Step 4 isn’t as easy as it sounds. Astute readers will note that I never said this was easy, just that it’s not as hard as you would think.
Even though the
query_hash is stored as a hexadecimal in SQL Server, Extended Events would prefer to see an unsigned 64-bit integer. To get this magic number, take your
query_hash and cast it as either a
BIGINT or a
SELECT CAST(0x2B42702322C10821 AS DECIMAL(20,0)); /* my magic number is 3117177188303046689. */
Once you convert the
query_hash to a
magic_number, create your Extended Events session. I chose to capture the
sql_statement_completed events and a number of server level events like time, app name, and client host name. Here’s what it would look like capturing this to a file:
CREATE EVENT SESSION [query hash] ON SERVER ADD EVENT sqlserver.sp_statement_completed( ACTION(package0.collect_system_time, sqlserver.client_app_name, sqlserver.client_hostname, sqlserver.database_name) WHERE ([sqlserver].[query_hash]=(3117177188303046689.))), ADD EVENT sqlserver.sql_statement_completed( ACTION(package0.collect_system_time, sqlserver.client_app_name, sqlserver.client_hostname, sqlserver.database_name) WHERE ([sqlserver].[query_hash]=(3117177188303046689.))) ADD TARGET package0.asynchronous_file_target (SET filename = 'C:\temp\XEventSessions\query_hash.xel', metadatafile = 'C:\temp\XEventSessions\query_hash.xem', max_file_size=5, max_rollover_files=5) WITH (MAX_DISPATCH_LATENCY = 5SECONDS); GO
Once you have that up and running, you should be able to start the session, if it isn’t already started, by running:
ALTER EVENT SESSION [query hash] ON SERVER STATE = START ;
Just like that, you’ll be capturing your terrible queries to disk where you can mine the extended events files for gold and glory at your own convenience. If you want to query it, it’d look something like this:
WITH events_cte AS ( SELECT DATEADD(mi, DATEDIFF(mi, GETUTCDATE(), CURRENT_TIMESTAMP), xevents.event_data.value('(event/@timestamp)', 'datetime2')) AS [event time] , xevents.event_data.value('(event/action[@name="client_app_name"]/value)', 'nvarchar(128)') AS [client app name], xevents.event_data.value('(event/action[@name="client_hostname"]/value)', 'nvarchar(max)') AS [client host name], xevents.event_data.value('(event/action[@name="database_name"]/value)', 'nvarchar(max)') AS [database name], xevents.event_data.value('(event/data[@name="duration"]/value)', 'bigint') AS [duration (ms)], xevents.event_data.value('(event/data[@name="cpu_time"]/value)', 'bigint') AS [cpu time (ms)], xevents.event_data.value('(event/data[@name="logical_reads"]/value)', 'bigint') AS [logical reads], xevents.event_data.value('(event/data[@name="row_count"]/value)', 'bigint') AS [row count] FROM sys.fn_xe_file_target_read_file ('C:\temp\XEventSessions\query_hash*.xel', 'C:\temp\XEventSessions\query_hash*.xem', null, null) CROSS APPLY (select CAST(event_data as XML) as event_data) as xevents ) SELECT * FROM events_cte ORDER BY [event time] DESC;
Cleaning Up After Yourself
Once you’re done watching a specific query or queries, make sure you clean up after yourself. There’s no reason to add extra load to SQL Server when you aren’t watching. Make sure to stop and remove your Extended Events session:
/* Stop the Extended Events session */ ALTER EVENT SESSION [query hash] ON SERVER STATE = STOP; /* Remove the session from the server. This step is optional - I clear them out on my dev SQL Server because I'm constantly doing stupid things to my dev SQL Server. */ DROP EVENT SESSION [query hash] ON SERVER;
Augment Your Techniques
This won’t replace any other techniques that you’re using to find poorly performing queries. However, you can use this technique to find problem queries as they’re happening.

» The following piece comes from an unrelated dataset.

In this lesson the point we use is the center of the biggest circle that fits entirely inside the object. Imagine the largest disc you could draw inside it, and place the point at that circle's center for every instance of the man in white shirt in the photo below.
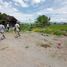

Different monitoring techniques provide you with a different view of the data. Our plan cache query shows you a historical record of what’s been going on, but it can only show so much. If a query has been run 14,400 times over the last 24 hours, does that mean it’s been run 10 times a minute for that entire period or is there a period of activity where that query gets run 1,440 times a minute for 10 minutes straight?
This isn’t going to replace the need for other tools you have at your disposal. It’s just another way to get the job done.